今週の

罪と罰」に複雑な思い。

不意に冷める心であります。今までの人生で幾度か経験してきた、諦念の押し付けと自己弁護に似た無為論を思い出したのであります。作中の中村課長の告白に、怒りや残念、意外感はなく、ただ、べつの生き物を見る気持ちだけがそこにありました。
共感はできないし、反感も別になく、僕の心を欠片も掠らない言葉だけがそこにありました。ああ、僕はコミュニケーションを目的としない言語に厳しいんだなあ、と再認識するこのアパシー

己以外に話を広げる諦念は、人の底を見せてしまうと思っています。
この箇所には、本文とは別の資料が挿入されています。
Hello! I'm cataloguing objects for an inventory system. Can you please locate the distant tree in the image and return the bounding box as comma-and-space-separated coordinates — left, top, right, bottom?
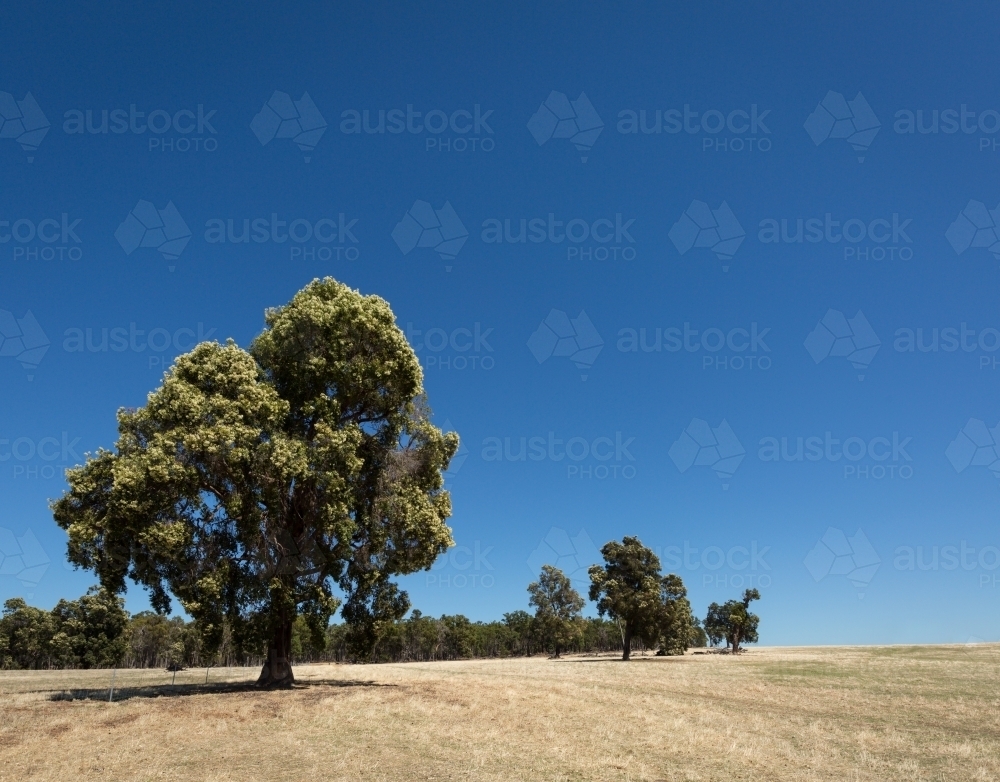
503, 610, 534, 657
52, 278, 458, 687
705, 589, 760, 654
657, 573, 695, 655
688, 616, 708, 649
528, 565, 584, 657
588, 535, 664, 660
0, 597, 59, 668
52, 586, 129, 668
704, 603, 729, 649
そこに留まり、蹲り、どこへも行かなくなる人を幾人か目にしてきました。
「人間ってものはね」
「社会ってものはね」
「創作ってものはね」
「夫婦ってものはね」
それこそ六十億のケースバイケースがあるだけです。動くのを止めた人を見るのはただひたすら残念なだけですが、彼らは彼らなりに負い目のようなものがあるのでしょうか。それとも、ただの承認欲求なんでしょうか。
人の歩みを止めようと、呪詛のような、引きずりこむようなことをぶつぶつつぶやく人のなんと多いこと。
でも僕も僕で、比較的ゴア寄りの人間なので、呪詛には大鎚で応えるしかないのがなんともアレです。
げにひとのよのコミュニケーションはなんぎよな。